De nieuwe besturingsfilosofie komt er in grote
lijnen op neer dat de bestuurscommissie gaat over alles waar de school naar toe
moet, zowel op onderwijsgebied als met betrekking tot personeel en financiën
(het meerjarig beleidskader). Binnen die kaders is de rector verantwoordelijk
voor het realiseren van de doelstellingen die het bestuur voor de organisatie
vaststelt. De rector bereidt de besluitvorming voor en voert de genomen
besluiten uit. Daartoe wordt een managementstatuut opgesteld.
Bovengenoemde
redenen leiden tot de volgende wijzigingen (op hoofdlijnen):
- taken en bevoegdheden
binnen de relatie van gemeenteraad, college en bestuurscommissie zijn
aangepast aan de wet dualisering
- de raad blijft
verantwoordelijk voor het vaststellen van de verordening, het benoemen van
de leden van de bestuurscommissie en voor het vaststellen van begroting en
jaarrekening, alsmede voor een aantal noodmaatregelen voor het geval de
zaken niet lopen zoals we dat verwachten. Alle overige bevoegdheden liggen
bij het college.
- de gewijzigde besturingsfilosofie
vraagt om enigszins andere kwaliteiten van potentiële bestuursleden.
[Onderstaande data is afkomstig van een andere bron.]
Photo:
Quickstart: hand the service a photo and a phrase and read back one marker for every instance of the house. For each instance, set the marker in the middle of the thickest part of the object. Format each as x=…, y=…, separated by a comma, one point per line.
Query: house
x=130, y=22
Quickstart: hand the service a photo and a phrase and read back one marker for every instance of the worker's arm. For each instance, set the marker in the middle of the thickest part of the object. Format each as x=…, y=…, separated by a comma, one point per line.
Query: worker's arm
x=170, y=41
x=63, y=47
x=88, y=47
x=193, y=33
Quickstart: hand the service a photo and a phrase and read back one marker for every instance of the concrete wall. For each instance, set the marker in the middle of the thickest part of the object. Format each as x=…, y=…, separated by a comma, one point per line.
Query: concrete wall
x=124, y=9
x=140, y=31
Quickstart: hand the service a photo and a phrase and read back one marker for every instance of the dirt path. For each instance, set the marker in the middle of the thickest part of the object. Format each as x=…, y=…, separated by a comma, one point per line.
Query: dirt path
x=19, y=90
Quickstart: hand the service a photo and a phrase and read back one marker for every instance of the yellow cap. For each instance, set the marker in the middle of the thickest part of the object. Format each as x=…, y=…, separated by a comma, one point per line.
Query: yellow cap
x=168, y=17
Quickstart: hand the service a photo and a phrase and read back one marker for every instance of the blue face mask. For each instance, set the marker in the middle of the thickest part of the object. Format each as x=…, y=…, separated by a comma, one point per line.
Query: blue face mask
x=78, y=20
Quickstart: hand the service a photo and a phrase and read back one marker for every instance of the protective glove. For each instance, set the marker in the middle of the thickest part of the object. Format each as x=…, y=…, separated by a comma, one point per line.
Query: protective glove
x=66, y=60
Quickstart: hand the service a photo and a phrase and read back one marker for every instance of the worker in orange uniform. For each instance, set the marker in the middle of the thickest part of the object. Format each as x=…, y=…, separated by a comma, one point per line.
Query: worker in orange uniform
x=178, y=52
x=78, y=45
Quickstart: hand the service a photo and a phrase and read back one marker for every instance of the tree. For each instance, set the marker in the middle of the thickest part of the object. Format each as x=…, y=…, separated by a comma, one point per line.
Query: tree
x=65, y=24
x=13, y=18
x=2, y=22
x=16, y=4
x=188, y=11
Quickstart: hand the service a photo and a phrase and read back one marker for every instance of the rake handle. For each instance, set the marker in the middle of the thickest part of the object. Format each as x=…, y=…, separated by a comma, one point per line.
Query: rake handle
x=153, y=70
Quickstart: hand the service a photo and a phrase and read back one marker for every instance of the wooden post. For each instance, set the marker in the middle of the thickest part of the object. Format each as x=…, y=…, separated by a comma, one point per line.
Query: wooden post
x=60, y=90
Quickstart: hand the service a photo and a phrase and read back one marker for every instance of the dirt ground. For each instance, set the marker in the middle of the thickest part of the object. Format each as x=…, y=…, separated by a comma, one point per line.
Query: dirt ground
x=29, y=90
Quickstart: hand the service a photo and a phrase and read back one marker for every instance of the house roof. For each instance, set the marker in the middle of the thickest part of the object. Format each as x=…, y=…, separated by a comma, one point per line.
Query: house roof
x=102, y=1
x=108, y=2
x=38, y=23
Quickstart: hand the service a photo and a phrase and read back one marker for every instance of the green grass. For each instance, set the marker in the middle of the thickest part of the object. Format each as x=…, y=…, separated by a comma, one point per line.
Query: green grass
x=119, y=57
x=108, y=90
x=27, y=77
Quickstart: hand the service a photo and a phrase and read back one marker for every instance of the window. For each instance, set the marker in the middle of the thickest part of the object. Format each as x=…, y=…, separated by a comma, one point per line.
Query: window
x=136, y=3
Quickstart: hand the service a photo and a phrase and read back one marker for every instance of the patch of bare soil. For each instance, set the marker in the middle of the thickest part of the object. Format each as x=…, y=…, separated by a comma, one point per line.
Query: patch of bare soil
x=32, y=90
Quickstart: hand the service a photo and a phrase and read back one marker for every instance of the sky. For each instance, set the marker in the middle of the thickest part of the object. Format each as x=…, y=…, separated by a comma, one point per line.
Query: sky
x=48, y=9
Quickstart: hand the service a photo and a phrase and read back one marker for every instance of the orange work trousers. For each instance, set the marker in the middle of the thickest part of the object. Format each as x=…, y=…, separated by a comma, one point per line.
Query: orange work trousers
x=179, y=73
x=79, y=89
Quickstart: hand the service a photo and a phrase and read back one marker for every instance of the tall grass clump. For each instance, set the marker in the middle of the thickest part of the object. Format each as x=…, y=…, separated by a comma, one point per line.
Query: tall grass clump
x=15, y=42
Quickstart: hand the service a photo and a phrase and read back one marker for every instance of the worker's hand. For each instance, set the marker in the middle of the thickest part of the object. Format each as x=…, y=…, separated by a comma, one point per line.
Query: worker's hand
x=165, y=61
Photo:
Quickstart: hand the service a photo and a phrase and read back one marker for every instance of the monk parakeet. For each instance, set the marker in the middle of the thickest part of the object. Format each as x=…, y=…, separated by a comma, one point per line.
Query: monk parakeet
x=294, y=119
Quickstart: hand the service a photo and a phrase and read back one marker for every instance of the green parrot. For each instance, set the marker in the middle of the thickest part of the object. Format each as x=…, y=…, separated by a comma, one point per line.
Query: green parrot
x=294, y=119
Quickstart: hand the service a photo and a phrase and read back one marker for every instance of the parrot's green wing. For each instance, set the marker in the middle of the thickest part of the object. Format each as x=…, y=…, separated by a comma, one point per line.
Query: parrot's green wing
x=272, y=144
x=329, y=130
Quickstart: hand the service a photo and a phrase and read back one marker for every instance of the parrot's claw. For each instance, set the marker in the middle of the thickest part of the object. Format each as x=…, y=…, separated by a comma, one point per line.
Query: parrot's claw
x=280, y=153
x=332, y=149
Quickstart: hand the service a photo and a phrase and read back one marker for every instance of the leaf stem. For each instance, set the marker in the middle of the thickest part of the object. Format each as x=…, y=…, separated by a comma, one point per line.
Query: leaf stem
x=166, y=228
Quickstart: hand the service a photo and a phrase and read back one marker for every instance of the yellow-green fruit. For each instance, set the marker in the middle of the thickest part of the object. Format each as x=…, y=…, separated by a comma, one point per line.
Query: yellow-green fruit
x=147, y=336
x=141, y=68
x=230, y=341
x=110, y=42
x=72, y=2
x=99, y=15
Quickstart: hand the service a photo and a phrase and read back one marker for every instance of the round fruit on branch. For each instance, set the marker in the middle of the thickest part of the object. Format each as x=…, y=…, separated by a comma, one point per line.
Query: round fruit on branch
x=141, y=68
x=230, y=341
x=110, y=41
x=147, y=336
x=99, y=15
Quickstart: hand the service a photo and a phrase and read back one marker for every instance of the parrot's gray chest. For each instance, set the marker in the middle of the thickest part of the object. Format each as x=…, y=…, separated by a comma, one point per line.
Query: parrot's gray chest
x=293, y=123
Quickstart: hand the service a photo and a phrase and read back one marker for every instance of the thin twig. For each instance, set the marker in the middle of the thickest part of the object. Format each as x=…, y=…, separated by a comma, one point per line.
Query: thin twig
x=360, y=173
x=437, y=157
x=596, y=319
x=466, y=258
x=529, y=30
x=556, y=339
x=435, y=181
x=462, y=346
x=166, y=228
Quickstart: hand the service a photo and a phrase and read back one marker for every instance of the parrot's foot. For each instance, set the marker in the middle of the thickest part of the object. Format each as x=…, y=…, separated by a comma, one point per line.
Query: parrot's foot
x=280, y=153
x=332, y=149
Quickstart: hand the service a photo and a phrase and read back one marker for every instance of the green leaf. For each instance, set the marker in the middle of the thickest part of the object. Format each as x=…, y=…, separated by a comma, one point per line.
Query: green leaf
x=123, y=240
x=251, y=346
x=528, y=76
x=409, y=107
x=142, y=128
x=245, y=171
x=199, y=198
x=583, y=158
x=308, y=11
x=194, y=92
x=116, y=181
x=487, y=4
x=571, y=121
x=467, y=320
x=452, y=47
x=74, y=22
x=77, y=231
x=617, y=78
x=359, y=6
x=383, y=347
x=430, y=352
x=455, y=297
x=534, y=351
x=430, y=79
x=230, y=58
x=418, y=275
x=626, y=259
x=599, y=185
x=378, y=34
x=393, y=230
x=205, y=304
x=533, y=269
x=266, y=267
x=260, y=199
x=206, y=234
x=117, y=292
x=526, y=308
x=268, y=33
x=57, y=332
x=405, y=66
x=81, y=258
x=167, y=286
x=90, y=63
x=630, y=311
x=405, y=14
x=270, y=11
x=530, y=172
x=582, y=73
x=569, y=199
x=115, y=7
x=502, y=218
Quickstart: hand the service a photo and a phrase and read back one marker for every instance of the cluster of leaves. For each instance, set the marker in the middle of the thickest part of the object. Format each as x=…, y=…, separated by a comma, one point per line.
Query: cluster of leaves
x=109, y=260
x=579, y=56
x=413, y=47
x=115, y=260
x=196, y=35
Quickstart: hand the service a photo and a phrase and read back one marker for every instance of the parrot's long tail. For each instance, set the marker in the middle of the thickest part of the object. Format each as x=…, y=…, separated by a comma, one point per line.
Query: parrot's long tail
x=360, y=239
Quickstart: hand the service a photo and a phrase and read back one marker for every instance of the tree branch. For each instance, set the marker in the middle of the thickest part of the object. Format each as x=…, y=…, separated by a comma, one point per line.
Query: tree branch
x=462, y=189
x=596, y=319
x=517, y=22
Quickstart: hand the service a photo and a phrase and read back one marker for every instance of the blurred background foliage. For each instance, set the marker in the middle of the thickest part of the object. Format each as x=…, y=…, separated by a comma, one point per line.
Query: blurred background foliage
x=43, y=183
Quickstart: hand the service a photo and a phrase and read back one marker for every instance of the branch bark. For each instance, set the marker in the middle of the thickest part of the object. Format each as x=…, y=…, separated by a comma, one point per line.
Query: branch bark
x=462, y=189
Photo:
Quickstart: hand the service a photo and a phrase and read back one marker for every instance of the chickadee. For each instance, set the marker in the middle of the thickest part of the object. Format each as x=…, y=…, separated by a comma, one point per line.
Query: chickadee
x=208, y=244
Bij
werving en voordracht weegt de bestuurscommissie onder de nieuwe
verordening de volgende aandachtspunten mee: aantoonbare affiniteit met
het openbaar onderwijs, afspiegeling van de schoolpopulatie,
onafhankelijkheid enerzijds en binding met Delft anderzijds, alsmede
deskundigheid op de terreinen onderwijs, financiën, personeel, juridische
zaken en arbeidsmarkt.
- de bestuurscommissie
heeft, met inachtneming van het bepaalde in artikel 156 van de
Gemeentewet, alle bevoegdheden, die bij of krachtens de wet aan het
bevoegd gezag van de school zijn toegekend, voorzover daarvan in deze
verordening niet is afgeweken. Was in de oude verordening de benoeming van
de rector nog voorbehouden aan de gemeenteraad, in deze nieuwe verordening
is ook deze bevoegdheid bij de bestuurscommissie gelegd. Daarmee wordt
voorkomen dat de gemeente, als het ware over de hoofden van de
bestuurscommissie heen, de rector aanstelt, waarmee de bestuurscommissie
moet werken. Wel is in de voorgestelde verordening opgenomen dat de
commissie in haar huishoudelijk reglement opneemt hoe de gemeente Delft
wordt betrokken bij benoeming, schorsing en ontslag van de rector.